1769 – the Synod’s order, according to which Ukrainian books were replaced by Russian ones in the churches.

1769 – the Synod of Russian Orthodox Church prohibited Kiev-Pechersk Lavra to print primers in Ukrainian and it ordered to take away all available primers.

1775 – insidious attack of the Moscow troops on Zaporizhian Sich and its destruction after decisive help of Cossacks to Muscovites in Moscow-Turkish War in 1768-1774. Robbery of the Cossacks, spoliation and expulsion of many of them to Siberia. Closure of Ukrainian schools in the regimental offices. Twenty-five years of imprisonment of the last Kosh Ottaman Petro Kalnyshevskiy in Solovki up to his death in 1803 at the age of 112 years.

1777 – plan of eviction of the Crimean Tatars from the Crimea, Ukrainians from Ukraine, and resettlement of Muscovites from Moscow to their habitable places. A. Suvorov evicted from the south of Ukraine 32 000 men for a few days to implement the plan.

1777 – after the death from persecution and poverty of great Ukrainian composer, academician of Bologna Academy of Music Maxim Berezovsky (was born in 1745 in Sluhov), government of Catherine II prohibits the discharge of his works and eliminates many of his manuscripts.

1780 – burning of the library of the Kiev-Mohyla Academy which had been collected for more than 150 years and it was one of the richest libraries in East Europe.

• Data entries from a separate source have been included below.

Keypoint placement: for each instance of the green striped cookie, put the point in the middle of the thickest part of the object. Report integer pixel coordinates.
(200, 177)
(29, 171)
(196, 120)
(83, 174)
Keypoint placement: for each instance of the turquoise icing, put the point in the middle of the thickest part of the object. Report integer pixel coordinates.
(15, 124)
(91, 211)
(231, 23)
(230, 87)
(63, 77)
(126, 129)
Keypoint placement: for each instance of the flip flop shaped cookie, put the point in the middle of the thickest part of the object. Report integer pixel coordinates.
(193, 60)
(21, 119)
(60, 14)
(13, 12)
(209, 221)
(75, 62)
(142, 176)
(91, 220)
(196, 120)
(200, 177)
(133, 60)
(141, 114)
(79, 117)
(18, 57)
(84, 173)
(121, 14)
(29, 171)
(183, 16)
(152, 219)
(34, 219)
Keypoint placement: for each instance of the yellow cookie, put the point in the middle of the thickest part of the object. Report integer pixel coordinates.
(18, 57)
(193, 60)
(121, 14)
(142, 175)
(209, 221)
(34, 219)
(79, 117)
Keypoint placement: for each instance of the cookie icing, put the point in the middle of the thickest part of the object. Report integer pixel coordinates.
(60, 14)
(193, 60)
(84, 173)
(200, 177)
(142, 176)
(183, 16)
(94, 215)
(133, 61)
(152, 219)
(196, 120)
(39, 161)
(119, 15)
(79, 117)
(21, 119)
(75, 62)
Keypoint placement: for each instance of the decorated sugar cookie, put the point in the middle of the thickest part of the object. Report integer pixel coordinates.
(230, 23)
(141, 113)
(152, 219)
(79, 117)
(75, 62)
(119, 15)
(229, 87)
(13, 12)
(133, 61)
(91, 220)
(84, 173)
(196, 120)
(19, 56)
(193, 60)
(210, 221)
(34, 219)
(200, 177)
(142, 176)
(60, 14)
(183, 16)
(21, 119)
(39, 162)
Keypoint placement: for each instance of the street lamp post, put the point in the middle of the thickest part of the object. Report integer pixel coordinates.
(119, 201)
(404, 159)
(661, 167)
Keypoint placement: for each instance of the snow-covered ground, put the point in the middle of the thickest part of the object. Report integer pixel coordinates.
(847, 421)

1781 – destruction of the remnants of the Cossack government on the Left Bank and the introduction of Russian control in 1783.

1782 – Catherine II created commission for the establishment of public schools in Russia, their task was introduction of a single form of learning and teaching exclusively in Russian in all schools of the empire.

1783 – enslavement of the peasants of Left-bank Ukraine.

1784 – there were 866 Ukrainian schools on the territory of the seven regiments of Hetman in 1747 (information about three of them is not preserved), that is one school per every thousand of population. Population tripled at the end of the century, and the number of schools decreased by half, not a single Ukrainian school was among them.

1784 – the Synod ordered Samuel, metropolitan of Kiev and Galich, to punish students and to dismiss teachers of the Kiev-Mohyla Academy for deviation from Russian language.

1785 – order of Catherine II to say a service in Russian in all churches of the empire. Russian language is implemented in all schools of Ukraine.

1786 – the Synod ordered metropolitan of Kiev to control  printing of Lavra, that there was no difference from Moscow editions, and to inroduce education system, licensed for the whole empire, in the Kiev-Mohyla Academy.

1789 – “A comparative dictionary of all languages” was published at the initiative of Catherine II in St. Petersburg, Ukrainian language was defined as Russian language distorted by Polish.

1793 – Muscovites suppressed an uprising in the village of Turban and severely punished the peasants: more than twenty peasants died, unable to withstand torture, or were shot, the rest were exiled to Siberia or to other provinces after flogging.